WASHINGTON – Today, Senators Mike Lee (R-UT) and Orrin Hatch (R-UT) announced that they plan to introduce legislation in the Senate to reform and modernize the application of our antitrust laws, by harmonizing the rules governing how the Federal Trade Commission (FTC) and the Department of Justice (DOJ) review proposed mergers and acquisitions. Based on recommendations made by the Antitrust Modernization Commission in a 2007 report, the bill would require the FTC and DOJ to satisfy the same standard to obtain a preliminary injunction to block a merger and would eliminate existing disparities between the procedures the two agencies use in merger litigation. Lee and Hatch said they look forward to continuing discussions with the FTC and the House of Representatives, which introduced reform legislation last Congress. That bill, the Standard Merger and Acquisition Reviews Through Equal Rules (SMARTER) Act (H.R. 5402), was introduced by Rep. Blake Farenthold (R-TX) and reported out of the House Judiciary Committee on a voice vote last year.
“The Department of Justice and the Federal Trade Commission share concurrent jurisdiction to review proposed mergers for compliance with our nation’s antitrust laws, and yet the two agencies can use different procedures in applying the same laws,” said Sen. Lee. “Senator Hatch and I favor sensible, responsible reform measures that equalize the standards and procedures governing how the FTC and DOJ litigate merger cases. There’s no reason that companies need to confront two different sets of rules when preparing to undergo a merger review process with the federal government.”

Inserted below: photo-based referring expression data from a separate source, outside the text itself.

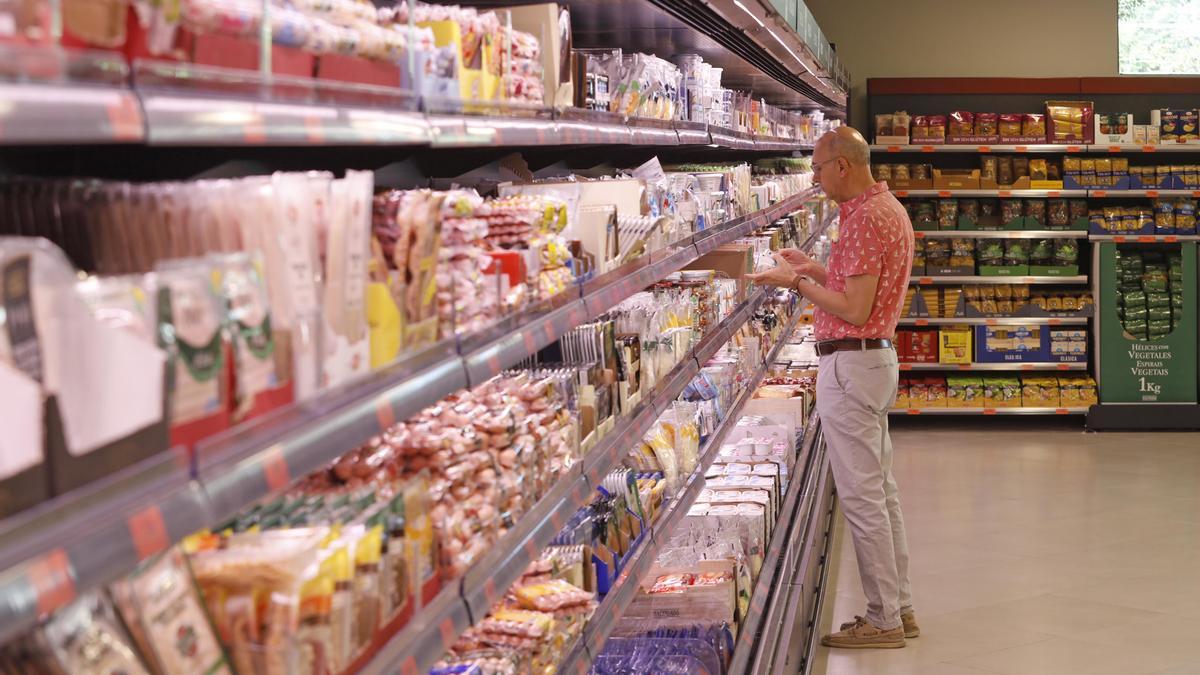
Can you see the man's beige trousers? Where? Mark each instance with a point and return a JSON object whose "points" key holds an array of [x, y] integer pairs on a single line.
{"points": [[855, 390]]}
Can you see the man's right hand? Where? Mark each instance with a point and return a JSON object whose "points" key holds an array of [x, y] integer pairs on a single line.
{"points": [[803, 264]]}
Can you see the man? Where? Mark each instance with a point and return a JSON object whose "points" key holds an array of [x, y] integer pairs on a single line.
{"points": [[858, 300]]}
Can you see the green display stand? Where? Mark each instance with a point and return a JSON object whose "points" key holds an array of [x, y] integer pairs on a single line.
{"points": [[1146, 371]]}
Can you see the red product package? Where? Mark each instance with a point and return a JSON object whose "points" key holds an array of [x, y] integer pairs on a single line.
{"points": [[961, 124], [987, 124], [1011, 125], [921, 126], [936, 127]]}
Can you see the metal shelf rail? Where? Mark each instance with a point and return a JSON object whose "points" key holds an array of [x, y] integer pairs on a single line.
{"points": [[81, 541]]}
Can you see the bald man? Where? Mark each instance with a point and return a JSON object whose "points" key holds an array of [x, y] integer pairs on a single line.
{"points": [[858, 300]]}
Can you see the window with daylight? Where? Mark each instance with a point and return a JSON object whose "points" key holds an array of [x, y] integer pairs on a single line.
{"points": [[1158, 36]]}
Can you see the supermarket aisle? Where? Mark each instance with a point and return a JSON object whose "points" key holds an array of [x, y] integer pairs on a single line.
{"points": [[1039, 549]]}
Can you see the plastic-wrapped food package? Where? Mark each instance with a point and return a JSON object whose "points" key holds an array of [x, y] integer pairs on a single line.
{"points": [[87, 637], [160, 604]]}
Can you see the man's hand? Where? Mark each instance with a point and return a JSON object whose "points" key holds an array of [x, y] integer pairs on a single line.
{"points": [[804, 266], [781, 275]]}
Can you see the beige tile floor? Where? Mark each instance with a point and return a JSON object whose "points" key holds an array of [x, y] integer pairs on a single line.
{"points": [[1039, 549]]}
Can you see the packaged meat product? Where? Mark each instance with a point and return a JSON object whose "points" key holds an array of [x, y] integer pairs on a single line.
{"points": [[87, 637], [161, 607]]}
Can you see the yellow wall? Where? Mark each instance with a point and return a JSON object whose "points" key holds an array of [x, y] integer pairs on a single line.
{"points": [[967, 39]]}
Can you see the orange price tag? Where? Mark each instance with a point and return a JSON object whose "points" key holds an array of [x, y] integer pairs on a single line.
{"points": [[384, 414], [447, 629], [125, 119], [275, 469], [53, 580], [149, 532], [255, 130], [313, 129]]}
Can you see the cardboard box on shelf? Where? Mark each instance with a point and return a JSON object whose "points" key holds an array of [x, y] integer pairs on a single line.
{"points": [[955, 179], [954, 345]]}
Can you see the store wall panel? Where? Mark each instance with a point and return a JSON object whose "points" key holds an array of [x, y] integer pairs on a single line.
{"points": [[933, 39]]}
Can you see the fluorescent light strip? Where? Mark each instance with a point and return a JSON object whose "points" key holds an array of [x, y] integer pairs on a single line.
{"points": [[784, 45], [747, 10]]}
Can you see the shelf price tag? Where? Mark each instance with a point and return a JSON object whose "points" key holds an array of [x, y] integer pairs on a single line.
{"points": [[275, 469], [384, 414], [149, 532], [53, 581]]}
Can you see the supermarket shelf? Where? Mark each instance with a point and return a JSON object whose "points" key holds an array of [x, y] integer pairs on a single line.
{"points": [[1039, 148], [1134, 417], [945, 280], [997, 321], [1146, 149], [435, 629], [1001, 234], [780, 560], [1144, 238], [990, 192], [1150, 192], [604, 621], [93, 537], [1003, 148], [174, 105], [991, 366], [987, 411]]}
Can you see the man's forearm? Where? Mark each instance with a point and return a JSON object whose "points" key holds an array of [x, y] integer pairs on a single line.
{"points": [[832, 302]]}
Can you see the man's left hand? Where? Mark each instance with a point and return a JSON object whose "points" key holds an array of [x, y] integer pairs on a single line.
{"points": [[781, 275]]}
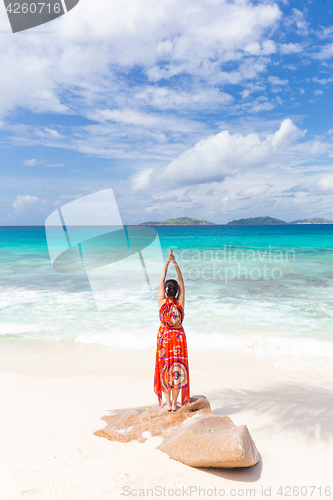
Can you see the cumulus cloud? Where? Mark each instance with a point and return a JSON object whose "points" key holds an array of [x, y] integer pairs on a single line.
{"points": [[326, 183], [22, 200], [226, 155], [98, 41], [291, 48]]}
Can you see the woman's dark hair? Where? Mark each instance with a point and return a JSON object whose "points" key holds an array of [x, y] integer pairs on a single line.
{"points": [[171, 288]]}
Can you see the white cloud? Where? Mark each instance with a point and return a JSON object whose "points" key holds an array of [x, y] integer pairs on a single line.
{"points": [[228, 155], [274, 80], [291, 48], [326, 52], [326, 183], [95, 46], [22, 200], [31, 163]]}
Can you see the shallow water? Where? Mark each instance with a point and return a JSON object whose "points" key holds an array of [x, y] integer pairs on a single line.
{"points": [[265, 287]]}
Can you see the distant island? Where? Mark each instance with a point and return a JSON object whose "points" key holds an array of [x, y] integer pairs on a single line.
{"points": [[252, 221], [181, 221], [257, 221], [270, 221], [316, 220]]}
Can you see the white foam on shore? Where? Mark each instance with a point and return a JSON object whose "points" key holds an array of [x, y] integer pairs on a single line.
{"points": [[295, 336]]}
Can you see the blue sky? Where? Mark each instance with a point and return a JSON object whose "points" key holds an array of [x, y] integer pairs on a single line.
{"points": [[207, 108]]}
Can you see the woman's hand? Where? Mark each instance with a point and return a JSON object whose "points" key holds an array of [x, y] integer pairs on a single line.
{"points": [[171, 257]]}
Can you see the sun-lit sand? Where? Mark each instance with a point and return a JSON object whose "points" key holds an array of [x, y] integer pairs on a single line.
{"points": [[53, 395]]}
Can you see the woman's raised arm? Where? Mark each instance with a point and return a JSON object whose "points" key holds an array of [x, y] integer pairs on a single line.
{"points": [[161, 292], [181, 293]]}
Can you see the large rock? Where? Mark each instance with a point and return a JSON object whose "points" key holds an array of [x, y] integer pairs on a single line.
{"points": [[213, 441], [192, 435]]}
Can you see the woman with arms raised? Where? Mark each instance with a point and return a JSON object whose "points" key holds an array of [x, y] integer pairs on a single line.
{"points": [[171, 366]]}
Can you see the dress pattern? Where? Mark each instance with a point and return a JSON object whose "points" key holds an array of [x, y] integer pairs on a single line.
{"points": [[171, 365]]}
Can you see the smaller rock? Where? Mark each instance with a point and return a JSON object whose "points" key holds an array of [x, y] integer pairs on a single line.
{"points": [[192, 435]]}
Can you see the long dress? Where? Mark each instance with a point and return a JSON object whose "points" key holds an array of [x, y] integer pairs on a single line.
{"points": [[171, 365]]}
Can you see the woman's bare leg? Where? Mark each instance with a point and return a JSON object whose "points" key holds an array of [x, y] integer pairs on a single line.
{"points": [[168, 401], [175, 394]]}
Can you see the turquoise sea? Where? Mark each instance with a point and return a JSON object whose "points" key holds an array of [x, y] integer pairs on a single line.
{"points": [[265, 288]]}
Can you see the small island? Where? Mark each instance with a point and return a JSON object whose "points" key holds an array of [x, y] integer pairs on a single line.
{"points": [[316, 220], [252, 221], [257, 221], [270, 221], [181, 221]]}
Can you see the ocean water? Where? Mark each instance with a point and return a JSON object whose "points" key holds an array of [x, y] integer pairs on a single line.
{"points": [[264, 288]]}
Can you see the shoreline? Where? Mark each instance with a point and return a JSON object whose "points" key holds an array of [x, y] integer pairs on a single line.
{"points": [[53, 397]]}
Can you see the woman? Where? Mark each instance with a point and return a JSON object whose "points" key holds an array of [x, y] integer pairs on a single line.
{"points": [[171, 366]]}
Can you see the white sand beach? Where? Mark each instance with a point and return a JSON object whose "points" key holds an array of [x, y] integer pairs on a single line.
{"points": [[54, 393]]}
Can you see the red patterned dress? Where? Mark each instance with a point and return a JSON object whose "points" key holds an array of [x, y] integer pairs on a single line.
{"points": [[171, 365]]}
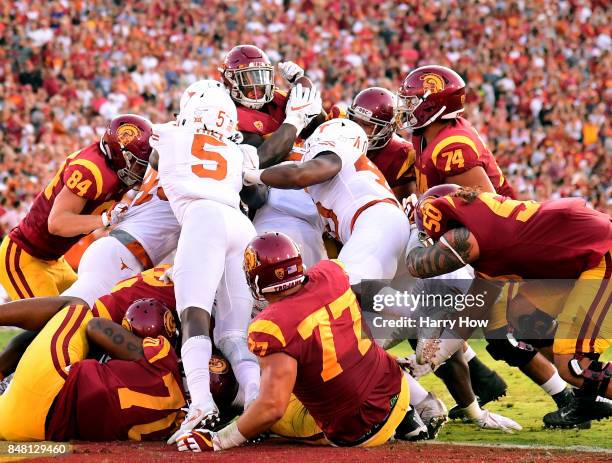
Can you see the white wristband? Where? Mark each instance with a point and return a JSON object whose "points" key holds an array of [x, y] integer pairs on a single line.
{"points": [[229, 437], [105, 220], [296, 121]]}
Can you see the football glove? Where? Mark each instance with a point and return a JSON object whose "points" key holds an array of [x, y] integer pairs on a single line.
{"points": [[290, 71], [303, 105], [114, 215]]}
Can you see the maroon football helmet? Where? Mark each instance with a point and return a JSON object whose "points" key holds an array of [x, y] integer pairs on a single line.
{"points": [[434, 192], [429, 93], [126, 146], [223, 384], [272, 263], [249, 75], [149, 318], [374, 110]]}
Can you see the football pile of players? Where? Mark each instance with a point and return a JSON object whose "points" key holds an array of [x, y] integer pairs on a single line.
{"points": [[229, 284]]}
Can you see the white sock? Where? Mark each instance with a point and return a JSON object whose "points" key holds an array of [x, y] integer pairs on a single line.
{"points": [[554, 385], [248, 375], [196, 353], [417, 392], [469, 354]]}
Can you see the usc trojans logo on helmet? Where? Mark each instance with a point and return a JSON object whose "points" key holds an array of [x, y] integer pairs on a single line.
{"points": [[250, 259], [432, 83], [126, 133], [169, 323]]}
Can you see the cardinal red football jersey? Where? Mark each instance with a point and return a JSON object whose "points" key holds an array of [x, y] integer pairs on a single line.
{"points": [[148, 284], [554, 239], [265, 120], [455, 150], [87, 175], [344, 379], [120, 400]]}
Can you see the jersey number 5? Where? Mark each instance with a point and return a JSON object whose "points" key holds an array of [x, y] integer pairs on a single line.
{"points": [[199, 148], [321, 320]]}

Senator Hatch said: “This is an important issue for the business community and for all Americans. There is no good reason for the Federal Trade Commission and the Department of Justice to apply different standards in enforcing our nation’s antitrust laws. Businesses seeking to merge deserve consistent treatment without regard to which agency decides to review the merger. I look forward to working with Senator Lee and with my other colleagues on much-needed reforms to improve the merger review process.”